番外個体は最初と変わらない場所でしゃがみ込んで、身体を小刻みに震わせていた。
一方通行の気配を感じ取ったのか、顔を上げる。
血色の悪い、青紫の唇。しかし顔はどこか赤みを帯びている。
そんな彼女はうっすらと微笑んで、


「遅かった、けれど。ちゃんと良い子で、とってこれたかにゃん?」

「……あァ。つーかオマエ、」


明らかに番外個体はおかしい。
不安定なその姿は、一方通行の危機感を煽る。
一方通行はしゃがみ込んで目線を合わせると、流血のない左腕で番外個体の額に触れようとする。
普段なら触るな馬鹿とでも言ってきそうなのにすんなりと受け入れられた。


「……ン、こりゃ熱あンな。あっちィし。……悪ィ、俺が遅かったせいだ」

「ひゃひゃ、そうだよ、あなた遅いからさぁ」


いつも通りの悪態なのに、それは酷く弱々しい。
それでも彼女は一方通行の頬や右腕を見て、他人の心配しかしない。


「血、でてる。どうしたの? 痛い?」

「……痛くねェし、別にどォもしてねェよ。それより立てるか? ……いや、タクシー呼ぶか」

「嘘だよ、何かあったんだ。ミサカの知らないところで。
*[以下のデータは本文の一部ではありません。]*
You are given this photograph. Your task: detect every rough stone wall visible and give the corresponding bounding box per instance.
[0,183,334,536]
ねぇ、どうしたの? あの人と会ったんでしょう? ミサカは、」


立ち上がってタクシーを呼ぼうと携帯を開く一方通行に、番外個体が食いついてくる。
声を大きくして彼女も立ち上がろうとしたところで、


「――っ……、」


ぐらり、と番外個体の身体が傾いた。

芯を失った彼女は一方通行にそのまま倒れ込んできて、彼に身を預けるようにしてもたれ掛かる。
力の抜けた冷え切った身体は相変わらず小刻みに震えていて、しかし耳元に掛かる彼女の吐息は熱を帯び、こんな時なのに一方通行の身体をぞくりと駆け抜ける。
番外個体の身体を支えるようにして彼女の背中に手を回して撫でつつ、やはりこれは歩いて帰れないなとタクシーを呼ぶことにした。